A couple days later, the phone rings again.
“Hi Heather, this is Tara, Dr. Rugo’s nurse practitioner. I’m so glad to finally get you on the phone in person!”
We’d been playing telephone tag for the better part of a week.
“Well, we got the results back from the echocardiogram you had the day before surgery.”
Herceptin can cause temporary damage to the heart muscle, bringing down the “ejection fraction” of the left ventricle of the heart. This number measures how efficient the heart is at pushing blood out to the rest of the body. My first echo, just before chemo starts, shows an ejection fraction of 70. Toward the end of chemo, a second echo shows that ejection fraction number had dipped to 50, on the low end of normal but still a big drop.
So Tara and Dr. Rugo cancel my next Herceptin infusion until a third echocardiogram can be done. Herceptin infinitely improves the outcome of women who have Her-2 positive cancers like mine, but it’s not great to cure the cancer at the cost of causing congestive heart failure.
“So what’s the number?” I ask.
“It’s 50 again,” Tara says. “I’m thinking that you were tense in your first test and that that number was artificially high. I’m going to make an appointment for you to have another Herceptin infusion, six weeks after your last. Then we’ll do another echo. If it’s OK, then we’ll go back to the every-three-weeks schedule for Herceptin.”

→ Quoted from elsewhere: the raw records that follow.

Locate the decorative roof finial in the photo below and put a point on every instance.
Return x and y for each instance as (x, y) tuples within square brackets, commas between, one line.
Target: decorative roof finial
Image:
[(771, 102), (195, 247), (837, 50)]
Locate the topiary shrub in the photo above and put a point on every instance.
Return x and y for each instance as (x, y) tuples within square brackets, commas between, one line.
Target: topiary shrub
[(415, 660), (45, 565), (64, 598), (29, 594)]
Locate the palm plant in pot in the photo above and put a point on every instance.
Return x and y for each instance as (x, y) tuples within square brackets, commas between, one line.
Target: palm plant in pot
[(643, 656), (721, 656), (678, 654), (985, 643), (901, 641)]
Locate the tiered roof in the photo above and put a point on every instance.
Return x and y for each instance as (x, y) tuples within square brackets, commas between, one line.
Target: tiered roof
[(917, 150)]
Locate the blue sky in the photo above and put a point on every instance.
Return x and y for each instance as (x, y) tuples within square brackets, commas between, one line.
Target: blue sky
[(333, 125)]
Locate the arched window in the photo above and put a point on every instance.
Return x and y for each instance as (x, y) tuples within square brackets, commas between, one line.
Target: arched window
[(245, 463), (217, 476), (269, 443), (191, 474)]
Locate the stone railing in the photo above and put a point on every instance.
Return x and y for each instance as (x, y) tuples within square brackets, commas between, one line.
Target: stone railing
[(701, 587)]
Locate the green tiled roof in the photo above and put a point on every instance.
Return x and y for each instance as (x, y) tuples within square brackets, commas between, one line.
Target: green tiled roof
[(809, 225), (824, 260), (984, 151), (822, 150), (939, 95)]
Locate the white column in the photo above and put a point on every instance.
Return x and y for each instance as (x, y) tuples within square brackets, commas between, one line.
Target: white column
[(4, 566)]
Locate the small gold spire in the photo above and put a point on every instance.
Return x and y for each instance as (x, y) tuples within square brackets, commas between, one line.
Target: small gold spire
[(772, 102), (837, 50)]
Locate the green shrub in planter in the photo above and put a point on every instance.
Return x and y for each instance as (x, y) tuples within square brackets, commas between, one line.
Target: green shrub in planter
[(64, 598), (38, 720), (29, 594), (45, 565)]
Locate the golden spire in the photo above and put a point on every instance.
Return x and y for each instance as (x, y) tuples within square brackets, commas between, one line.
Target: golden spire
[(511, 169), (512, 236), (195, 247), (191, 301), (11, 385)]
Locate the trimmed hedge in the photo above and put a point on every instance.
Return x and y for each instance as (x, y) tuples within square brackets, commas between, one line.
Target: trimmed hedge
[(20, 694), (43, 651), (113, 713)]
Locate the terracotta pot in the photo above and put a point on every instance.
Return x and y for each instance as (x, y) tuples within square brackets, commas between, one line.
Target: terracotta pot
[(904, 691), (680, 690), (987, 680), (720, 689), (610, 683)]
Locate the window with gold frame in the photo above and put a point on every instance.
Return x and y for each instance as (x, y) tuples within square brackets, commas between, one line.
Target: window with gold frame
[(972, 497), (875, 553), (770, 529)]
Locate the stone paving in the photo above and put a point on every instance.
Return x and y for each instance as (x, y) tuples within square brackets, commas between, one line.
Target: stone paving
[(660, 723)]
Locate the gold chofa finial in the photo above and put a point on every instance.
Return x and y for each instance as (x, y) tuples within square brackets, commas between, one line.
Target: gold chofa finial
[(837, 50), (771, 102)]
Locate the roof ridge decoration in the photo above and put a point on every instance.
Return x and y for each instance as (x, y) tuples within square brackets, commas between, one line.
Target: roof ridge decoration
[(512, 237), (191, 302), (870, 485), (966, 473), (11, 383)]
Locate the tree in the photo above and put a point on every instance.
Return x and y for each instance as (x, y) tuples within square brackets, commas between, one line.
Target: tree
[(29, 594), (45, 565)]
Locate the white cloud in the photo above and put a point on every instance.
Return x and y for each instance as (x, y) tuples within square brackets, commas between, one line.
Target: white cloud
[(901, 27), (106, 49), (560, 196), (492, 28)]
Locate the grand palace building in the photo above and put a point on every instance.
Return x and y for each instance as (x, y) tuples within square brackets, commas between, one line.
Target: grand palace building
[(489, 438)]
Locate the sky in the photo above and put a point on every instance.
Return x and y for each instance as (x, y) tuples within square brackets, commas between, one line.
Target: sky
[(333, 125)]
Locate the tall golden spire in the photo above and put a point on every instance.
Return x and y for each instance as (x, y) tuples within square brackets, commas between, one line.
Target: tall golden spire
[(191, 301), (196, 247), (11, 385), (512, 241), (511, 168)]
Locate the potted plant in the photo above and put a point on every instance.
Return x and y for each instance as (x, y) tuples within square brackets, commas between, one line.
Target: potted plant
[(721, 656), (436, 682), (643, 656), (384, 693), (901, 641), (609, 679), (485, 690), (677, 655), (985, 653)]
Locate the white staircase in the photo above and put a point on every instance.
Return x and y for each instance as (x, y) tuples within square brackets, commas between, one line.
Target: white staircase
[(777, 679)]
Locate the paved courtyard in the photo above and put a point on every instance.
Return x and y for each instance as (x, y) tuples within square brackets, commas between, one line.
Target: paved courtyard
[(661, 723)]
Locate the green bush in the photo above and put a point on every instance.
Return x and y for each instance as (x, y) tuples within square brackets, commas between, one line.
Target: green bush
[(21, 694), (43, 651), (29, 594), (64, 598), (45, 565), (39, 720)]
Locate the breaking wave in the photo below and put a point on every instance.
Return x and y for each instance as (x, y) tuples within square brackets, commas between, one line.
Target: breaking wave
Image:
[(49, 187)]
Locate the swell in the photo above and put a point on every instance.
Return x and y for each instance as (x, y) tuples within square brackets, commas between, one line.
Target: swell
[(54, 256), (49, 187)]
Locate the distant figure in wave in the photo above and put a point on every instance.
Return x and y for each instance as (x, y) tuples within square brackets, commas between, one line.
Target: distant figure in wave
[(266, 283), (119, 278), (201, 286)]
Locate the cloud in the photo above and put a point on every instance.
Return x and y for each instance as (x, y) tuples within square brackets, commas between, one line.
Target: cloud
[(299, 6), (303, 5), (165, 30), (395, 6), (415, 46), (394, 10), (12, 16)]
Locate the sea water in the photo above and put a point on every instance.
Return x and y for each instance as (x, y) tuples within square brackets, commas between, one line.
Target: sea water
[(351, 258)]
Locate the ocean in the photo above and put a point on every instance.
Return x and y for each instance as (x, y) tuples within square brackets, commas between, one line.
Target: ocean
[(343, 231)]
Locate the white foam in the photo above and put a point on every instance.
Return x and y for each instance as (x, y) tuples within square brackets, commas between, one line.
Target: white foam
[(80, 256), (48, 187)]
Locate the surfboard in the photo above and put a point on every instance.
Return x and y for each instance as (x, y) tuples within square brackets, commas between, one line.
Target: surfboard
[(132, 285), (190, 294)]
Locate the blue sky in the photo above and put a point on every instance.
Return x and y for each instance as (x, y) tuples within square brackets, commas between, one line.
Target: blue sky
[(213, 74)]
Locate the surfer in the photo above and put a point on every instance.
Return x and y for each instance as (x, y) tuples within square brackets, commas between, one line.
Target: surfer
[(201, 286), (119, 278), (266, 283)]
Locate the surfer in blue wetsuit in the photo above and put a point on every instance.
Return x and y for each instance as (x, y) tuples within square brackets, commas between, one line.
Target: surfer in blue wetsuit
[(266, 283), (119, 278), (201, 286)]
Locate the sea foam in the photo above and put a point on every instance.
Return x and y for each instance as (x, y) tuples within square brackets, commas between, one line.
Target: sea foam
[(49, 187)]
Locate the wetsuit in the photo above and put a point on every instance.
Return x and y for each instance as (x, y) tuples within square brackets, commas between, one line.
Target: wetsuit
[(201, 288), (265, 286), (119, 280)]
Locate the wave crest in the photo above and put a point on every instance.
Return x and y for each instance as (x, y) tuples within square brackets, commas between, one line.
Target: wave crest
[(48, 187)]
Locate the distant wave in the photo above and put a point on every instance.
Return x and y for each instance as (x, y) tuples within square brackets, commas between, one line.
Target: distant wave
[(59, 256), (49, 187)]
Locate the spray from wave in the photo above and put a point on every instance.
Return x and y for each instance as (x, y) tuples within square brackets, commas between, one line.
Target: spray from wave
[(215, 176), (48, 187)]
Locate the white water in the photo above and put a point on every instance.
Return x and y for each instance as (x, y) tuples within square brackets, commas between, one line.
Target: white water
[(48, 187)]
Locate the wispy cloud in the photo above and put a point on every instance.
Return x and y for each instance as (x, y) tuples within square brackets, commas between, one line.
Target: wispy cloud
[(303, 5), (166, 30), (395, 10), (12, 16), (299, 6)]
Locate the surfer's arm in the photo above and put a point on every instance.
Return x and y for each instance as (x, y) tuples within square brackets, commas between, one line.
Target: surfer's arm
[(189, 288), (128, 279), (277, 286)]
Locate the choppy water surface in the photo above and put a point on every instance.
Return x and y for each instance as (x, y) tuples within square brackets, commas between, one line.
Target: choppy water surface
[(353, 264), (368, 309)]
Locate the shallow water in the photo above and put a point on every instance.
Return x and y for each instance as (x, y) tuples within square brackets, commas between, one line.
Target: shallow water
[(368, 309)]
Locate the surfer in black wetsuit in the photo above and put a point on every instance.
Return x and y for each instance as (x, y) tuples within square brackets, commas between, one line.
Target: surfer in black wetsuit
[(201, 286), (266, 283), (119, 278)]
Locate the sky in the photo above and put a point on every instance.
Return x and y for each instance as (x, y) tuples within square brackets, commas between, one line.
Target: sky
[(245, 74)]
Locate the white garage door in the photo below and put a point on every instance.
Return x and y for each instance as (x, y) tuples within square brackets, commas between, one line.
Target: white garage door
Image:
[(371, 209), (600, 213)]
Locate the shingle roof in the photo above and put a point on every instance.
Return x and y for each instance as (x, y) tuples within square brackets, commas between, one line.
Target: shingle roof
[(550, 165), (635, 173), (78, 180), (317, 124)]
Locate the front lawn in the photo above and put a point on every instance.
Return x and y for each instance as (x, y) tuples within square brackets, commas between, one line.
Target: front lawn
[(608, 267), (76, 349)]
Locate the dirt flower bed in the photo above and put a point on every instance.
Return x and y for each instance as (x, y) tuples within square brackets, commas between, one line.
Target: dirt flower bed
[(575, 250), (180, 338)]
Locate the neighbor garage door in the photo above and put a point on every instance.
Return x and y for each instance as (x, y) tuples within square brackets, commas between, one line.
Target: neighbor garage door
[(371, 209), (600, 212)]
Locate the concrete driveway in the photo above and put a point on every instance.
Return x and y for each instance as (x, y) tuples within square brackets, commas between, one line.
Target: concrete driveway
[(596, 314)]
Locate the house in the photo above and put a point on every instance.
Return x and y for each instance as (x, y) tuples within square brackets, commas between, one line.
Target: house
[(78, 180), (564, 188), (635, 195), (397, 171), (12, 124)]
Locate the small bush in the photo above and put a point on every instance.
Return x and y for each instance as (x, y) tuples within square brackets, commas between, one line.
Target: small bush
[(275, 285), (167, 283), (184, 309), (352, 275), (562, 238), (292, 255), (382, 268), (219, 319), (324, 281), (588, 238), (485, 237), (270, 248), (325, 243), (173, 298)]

“Sounds like a plan,” I say. “Tara, may I ask you a question about the pathology report from surgery?”
“Sure,” she says.
“Well, are those pre-cancer, slightly abnormal cells they found in one sample anything to worry about? Dr. Hwang says not to worry. But pre-cancer can lead to cancer, right? If you were me, that would worry you.”
“That’s what the radiation is for,” Tara says.
“Ah.” I say. “That’s why the risk of recurrence without radiation is so high, I guess.”
The radiation makes a last pass and zaps the remaining abnormal cells that cannot repair the damage the radiation causes. That takes in both cancer and pre-cancer, apparently. Why didn’t they say so in the first place?